Some assets may also be parked if their operator goes default, but for an asset developing investor this is an opportunity to get an aircraft with a market price discount, invest into the aircraft’s resource and airworthiness restoration, and reintroduce it to the market,” explains Romualdas Legetavicius.
According to the expert, in case the operator becomes insolvent, the owner has to send a team of competent specialists to the actual location of the aircraft in order to determine its condition and arrange the necessary work to restore the aircraft’s airworthiness. The team also takes over all the technical documentation from the current operator and works closely with aviation authorities to obtain necessary permits for ferry flights, as well as aircraft re-registration and airworthiness restoration for operations in another jurisdiction. Such circumstances require prompt reaction from the owner as every single day burns dozens of thousands of dollars in downtime. In case if the team’s dispatch is delayed, it may also complicate and prolong the paperwork related to legal and technical processes.

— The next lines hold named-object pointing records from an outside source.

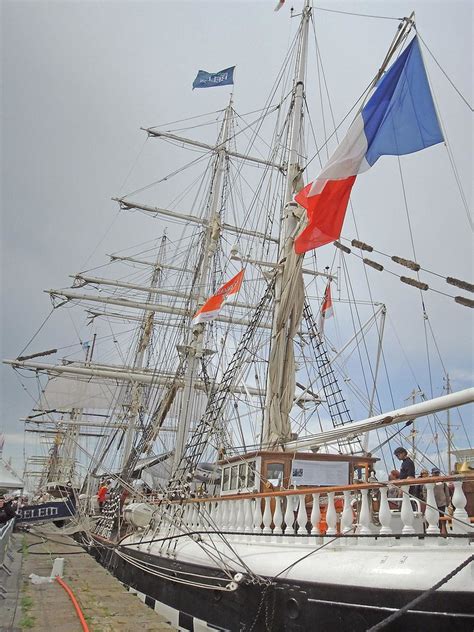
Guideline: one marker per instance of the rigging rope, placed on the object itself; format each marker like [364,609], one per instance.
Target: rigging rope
[396,615]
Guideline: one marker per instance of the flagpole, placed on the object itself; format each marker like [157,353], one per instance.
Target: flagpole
[280,379]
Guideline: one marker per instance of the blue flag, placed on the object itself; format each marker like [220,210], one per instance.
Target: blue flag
[211,79]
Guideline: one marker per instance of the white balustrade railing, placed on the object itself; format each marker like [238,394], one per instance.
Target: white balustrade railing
[345,511]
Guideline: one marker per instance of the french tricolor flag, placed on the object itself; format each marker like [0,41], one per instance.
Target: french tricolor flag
[212,307]
[399,118]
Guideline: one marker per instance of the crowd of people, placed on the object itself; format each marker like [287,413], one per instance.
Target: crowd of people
[9,505]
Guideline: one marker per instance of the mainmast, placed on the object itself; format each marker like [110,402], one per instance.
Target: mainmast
[289,288]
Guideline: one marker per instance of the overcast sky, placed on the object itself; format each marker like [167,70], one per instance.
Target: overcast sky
[80,79]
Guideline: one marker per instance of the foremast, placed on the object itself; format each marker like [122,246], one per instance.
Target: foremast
[289,287]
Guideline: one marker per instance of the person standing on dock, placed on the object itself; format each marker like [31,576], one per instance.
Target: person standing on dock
[102,495]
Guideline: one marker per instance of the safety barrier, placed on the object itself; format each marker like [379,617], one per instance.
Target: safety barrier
[5,533]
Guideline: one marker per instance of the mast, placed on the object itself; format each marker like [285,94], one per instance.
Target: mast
[195,350]
[289,287]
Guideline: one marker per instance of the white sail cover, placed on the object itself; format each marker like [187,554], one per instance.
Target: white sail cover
[65,393]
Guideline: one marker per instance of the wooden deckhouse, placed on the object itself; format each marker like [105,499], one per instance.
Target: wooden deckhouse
[262,471]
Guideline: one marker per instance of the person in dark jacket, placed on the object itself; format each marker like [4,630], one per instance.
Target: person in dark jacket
[407,469]
[7,511]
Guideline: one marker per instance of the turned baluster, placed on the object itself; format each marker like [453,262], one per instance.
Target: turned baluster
[257,517]
[364,516]
[302,516]
[239,520]
[431,511]
[347,517]
[460,518]
[331,515]
[289,517]
[267,516]
[232,515]
[385,515]
[217,515]
[224,515]
[315,516]
[248,522]
[188,515]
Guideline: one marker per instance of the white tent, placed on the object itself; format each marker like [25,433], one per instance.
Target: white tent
[8,479]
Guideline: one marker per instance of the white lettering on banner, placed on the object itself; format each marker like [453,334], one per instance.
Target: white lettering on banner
[319,472]
[38,512]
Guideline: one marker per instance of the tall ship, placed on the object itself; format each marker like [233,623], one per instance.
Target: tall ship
[239,436]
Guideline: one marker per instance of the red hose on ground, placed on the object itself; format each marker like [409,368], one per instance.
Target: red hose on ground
[74,603]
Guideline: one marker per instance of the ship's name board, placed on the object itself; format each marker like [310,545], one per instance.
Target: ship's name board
[46,511]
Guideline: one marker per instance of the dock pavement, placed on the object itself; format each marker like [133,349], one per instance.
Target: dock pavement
[107,606]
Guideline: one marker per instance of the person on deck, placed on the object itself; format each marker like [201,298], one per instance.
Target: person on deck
[407,469]
[442,498]
[102,495]
[7,510]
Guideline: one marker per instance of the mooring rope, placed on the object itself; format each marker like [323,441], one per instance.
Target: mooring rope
[383,624]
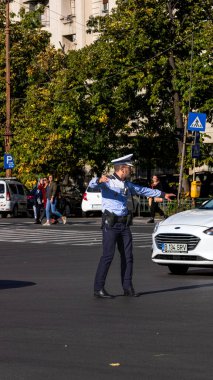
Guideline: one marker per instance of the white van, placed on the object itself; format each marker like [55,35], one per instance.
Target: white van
[13,197]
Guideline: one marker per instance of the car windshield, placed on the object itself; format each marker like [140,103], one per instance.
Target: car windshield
[208,205]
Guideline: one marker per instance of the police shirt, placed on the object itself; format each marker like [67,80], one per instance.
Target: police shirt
[115,193]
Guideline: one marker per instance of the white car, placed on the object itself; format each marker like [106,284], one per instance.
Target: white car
[185,240]
[13,197]
[91,201]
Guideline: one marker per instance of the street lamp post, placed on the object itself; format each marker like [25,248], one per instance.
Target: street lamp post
[8,101]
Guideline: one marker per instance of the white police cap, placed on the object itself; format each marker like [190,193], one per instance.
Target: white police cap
[125,160]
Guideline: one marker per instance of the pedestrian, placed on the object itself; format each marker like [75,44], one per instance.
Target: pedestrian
[44,198]
[116,221]
[37,194]
[153,202]
[52,193]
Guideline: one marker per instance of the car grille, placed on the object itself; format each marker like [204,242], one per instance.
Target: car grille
[191,240]
[179,257]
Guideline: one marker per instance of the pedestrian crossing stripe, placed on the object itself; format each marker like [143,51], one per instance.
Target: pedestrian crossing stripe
[196,121]
[64,238]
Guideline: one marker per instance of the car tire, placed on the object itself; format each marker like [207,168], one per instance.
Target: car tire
[15,211]
[178,268]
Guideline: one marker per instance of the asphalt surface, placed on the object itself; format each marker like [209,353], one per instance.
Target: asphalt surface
[52,327]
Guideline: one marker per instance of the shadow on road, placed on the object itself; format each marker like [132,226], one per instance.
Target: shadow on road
[177,289]
[9,284]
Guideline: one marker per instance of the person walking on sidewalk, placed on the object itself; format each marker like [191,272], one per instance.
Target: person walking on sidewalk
[154,206]
[52,193]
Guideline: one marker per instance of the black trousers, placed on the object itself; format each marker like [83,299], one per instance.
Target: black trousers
[121,235]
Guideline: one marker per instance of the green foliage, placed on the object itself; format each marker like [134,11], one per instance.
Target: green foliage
[113,97]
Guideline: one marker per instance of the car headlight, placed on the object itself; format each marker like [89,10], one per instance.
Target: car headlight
[156,227]
[209,231]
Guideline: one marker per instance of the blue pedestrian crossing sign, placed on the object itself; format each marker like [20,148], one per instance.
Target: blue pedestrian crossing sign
[8,161]
[197,122]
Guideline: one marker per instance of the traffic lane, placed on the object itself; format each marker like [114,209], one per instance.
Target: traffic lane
[55,327]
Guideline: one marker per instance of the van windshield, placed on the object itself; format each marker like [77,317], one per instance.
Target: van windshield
[1,188]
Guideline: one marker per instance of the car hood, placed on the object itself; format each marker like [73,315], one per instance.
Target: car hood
[195,217]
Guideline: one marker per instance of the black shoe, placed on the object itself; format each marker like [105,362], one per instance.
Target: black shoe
[130,292]
[102,294]
[151,221]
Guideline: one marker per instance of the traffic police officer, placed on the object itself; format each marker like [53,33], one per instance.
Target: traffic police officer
[116,190]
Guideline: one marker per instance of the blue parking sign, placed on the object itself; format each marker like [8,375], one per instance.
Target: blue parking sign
[8,161]
[196,122]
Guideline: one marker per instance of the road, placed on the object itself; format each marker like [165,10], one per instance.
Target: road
[51,326]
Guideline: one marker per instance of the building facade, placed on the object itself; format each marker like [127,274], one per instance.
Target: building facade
[66,20]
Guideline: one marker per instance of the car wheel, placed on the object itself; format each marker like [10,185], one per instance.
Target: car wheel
[178,269]
[15,211]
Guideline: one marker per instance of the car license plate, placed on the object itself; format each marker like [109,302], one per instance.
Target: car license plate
[96,206]
[174,247]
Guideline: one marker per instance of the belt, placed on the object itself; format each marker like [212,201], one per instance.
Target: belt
[121,219]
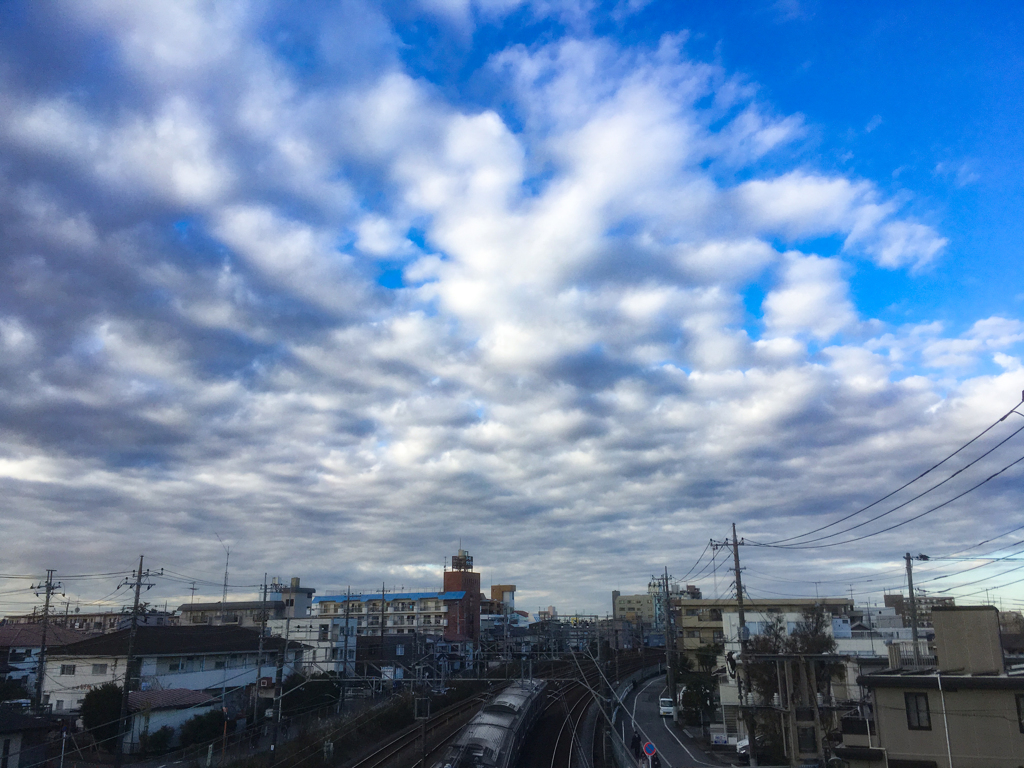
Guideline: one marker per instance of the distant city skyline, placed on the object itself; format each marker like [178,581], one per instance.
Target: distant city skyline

Luckily, the majority of lessees don’t have any major financial issues, but there might be difficulties with the aircraft redelivery, since it is a very time-consuming and resource-intensive process that also requires close and well-coordinated cooperation with the aircraft’s owner and, potentially, its manufacturer. Amongst other, the airline has to restore the aircraft’s technical resources according to redelivery conditions. Unfortunately, in some cases maintenance works are not documented properly. Thus, if the aircraft’s owner doesn’t maintain firm control over its assets’ maintenance, the aircraft’s airworthiness restoration can take up to 12 months and $2-3mln in unscheduled maintenance works and lost profit.
“As once stated by the aircraft leasing patriarch Steven Udvar-Hazy, many investors join the aircraft leasing industry with impressive financial resources, but with little understanding of how to handle the asset after its initial lease cycle. In other words, even despite temporary downturns in the airline business, the aircraft leasing market always have a room for new investments – subject they understand what they are investing in,” concludes the CTO of AviaAM Leasing.